Volunteer corn can significantly reduce soybean and corn yield, although research indicates that volunteer corn is less competitive in corn than in soybean. For example, researchers at South Dakota State University found that populations of volunteer corn ranging from 800 to 13,000 plants per acre resulted in yield losses of 0 to 54% in soybean and 0 to 13% in corn. Researchers from the University of Nebraska reported similar results where volunteer corn populations of 3,500 and 7,000 plants per acre reduced soybean yield 10 and 27%, respectively, while corn yields were reduced 2 and 5%, respectively.
Nebraska researchers also found that volunteer clumps were more competitive than individual plants. In soybean, 3,500 clumps of corn per acre reduced yield 40% while the same population of individual plants reduced yield 10%. In corn, a volunteer population of 7,000 clumps per acre reduced yield 14% while the same population of individual plants reduced yield 5%. Note that the total number of plants per acre would have been greater in the volunteer clump treatments than in the individual plant treatments, as numerous plants typically emerge from a volunteer clump.

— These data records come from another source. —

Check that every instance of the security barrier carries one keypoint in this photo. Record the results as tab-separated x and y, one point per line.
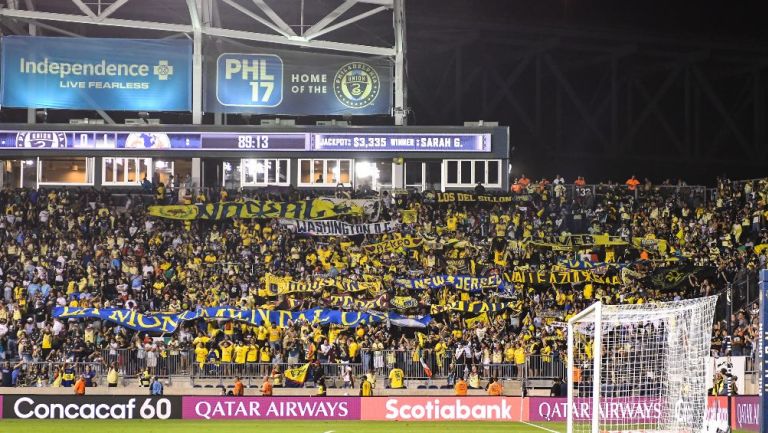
745	409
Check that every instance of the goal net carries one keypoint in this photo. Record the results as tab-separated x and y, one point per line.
642	365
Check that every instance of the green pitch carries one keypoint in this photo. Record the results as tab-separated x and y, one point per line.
190	426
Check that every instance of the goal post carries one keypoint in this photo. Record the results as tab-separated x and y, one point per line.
640	367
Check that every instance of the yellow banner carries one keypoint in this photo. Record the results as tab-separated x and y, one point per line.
275	285
306	209
297	375
480	318
393	245
571	242
659	246
409	216
561	277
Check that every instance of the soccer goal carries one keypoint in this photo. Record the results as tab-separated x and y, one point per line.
641	365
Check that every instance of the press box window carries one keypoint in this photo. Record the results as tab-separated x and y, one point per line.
324	172
466	173
65	171
124	171
262	172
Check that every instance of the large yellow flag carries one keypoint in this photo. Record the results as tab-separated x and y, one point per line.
296	376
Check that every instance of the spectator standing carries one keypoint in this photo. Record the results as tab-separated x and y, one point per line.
460	389
239	389
266	387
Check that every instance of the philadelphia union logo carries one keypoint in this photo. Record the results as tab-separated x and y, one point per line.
41	139
356	85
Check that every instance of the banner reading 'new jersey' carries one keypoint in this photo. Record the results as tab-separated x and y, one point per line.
97	73
338	228
268	81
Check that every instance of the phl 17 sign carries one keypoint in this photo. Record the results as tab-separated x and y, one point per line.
97	73
266	81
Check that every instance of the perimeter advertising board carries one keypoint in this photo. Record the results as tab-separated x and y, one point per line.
443	409
268	81
274	408
97	73
250	142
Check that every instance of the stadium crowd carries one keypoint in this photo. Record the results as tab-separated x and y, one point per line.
89	248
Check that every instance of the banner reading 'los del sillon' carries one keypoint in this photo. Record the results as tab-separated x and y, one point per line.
97	73
262	80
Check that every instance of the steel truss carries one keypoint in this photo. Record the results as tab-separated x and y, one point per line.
571	93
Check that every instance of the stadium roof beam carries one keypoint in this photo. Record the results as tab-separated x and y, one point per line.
256	17
197	59
112	9
331	17
84	8
322	31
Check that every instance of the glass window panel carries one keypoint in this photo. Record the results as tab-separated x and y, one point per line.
479	172
271	170
109	170
131	174
466	172
248	170
345	172
434	173
332	171
452	172
413	173
385	172
305	172
261	171
282	171
64	170
493	172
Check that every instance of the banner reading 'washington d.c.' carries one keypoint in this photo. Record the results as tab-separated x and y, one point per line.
244	79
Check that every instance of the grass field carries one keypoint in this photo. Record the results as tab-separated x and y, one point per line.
189	426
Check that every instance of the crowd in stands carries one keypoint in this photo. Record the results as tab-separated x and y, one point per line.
89	248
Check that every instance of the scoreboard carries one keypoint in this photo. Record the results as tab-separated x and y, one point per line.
247	141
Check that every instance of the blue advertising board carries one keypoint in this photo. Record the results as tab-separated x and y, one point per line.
97	73
402	142
247	141
268	81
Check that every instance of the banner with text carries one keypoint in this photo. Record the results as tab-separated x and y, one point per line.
169	322
243	79
97	73
463	197
442	409
306	209
338	228
111	407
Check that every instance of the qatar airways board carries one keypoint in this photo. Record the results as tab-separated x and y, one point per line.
97	73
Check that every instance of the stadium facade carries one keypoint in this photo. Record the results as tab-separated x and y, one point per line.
377	158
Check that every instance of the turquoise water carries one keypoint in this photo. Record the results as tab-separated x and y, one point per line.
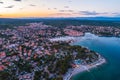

In University of MN trials conducted in 2007 and 2008, volunteer corn populations had to reach at least 8,000 plants/acre before yield was reduced an average of 8%. Although this population did not consistently result in a yield loss, this level of infestation could be used as a guide to help determine at what point control of volunteer corn in corn is warranted to protect yield.
Even though volunteer corn in corn could potentially help offset yield losses by contributing to yield, University of MN researchers found volunteer corn plants typically lagged one to six leaf stages behind the hybrid corn and that volunteer plants at lower populations often had small ears, if any, with poor seed set. At high populations, volunteer plants were typically barren.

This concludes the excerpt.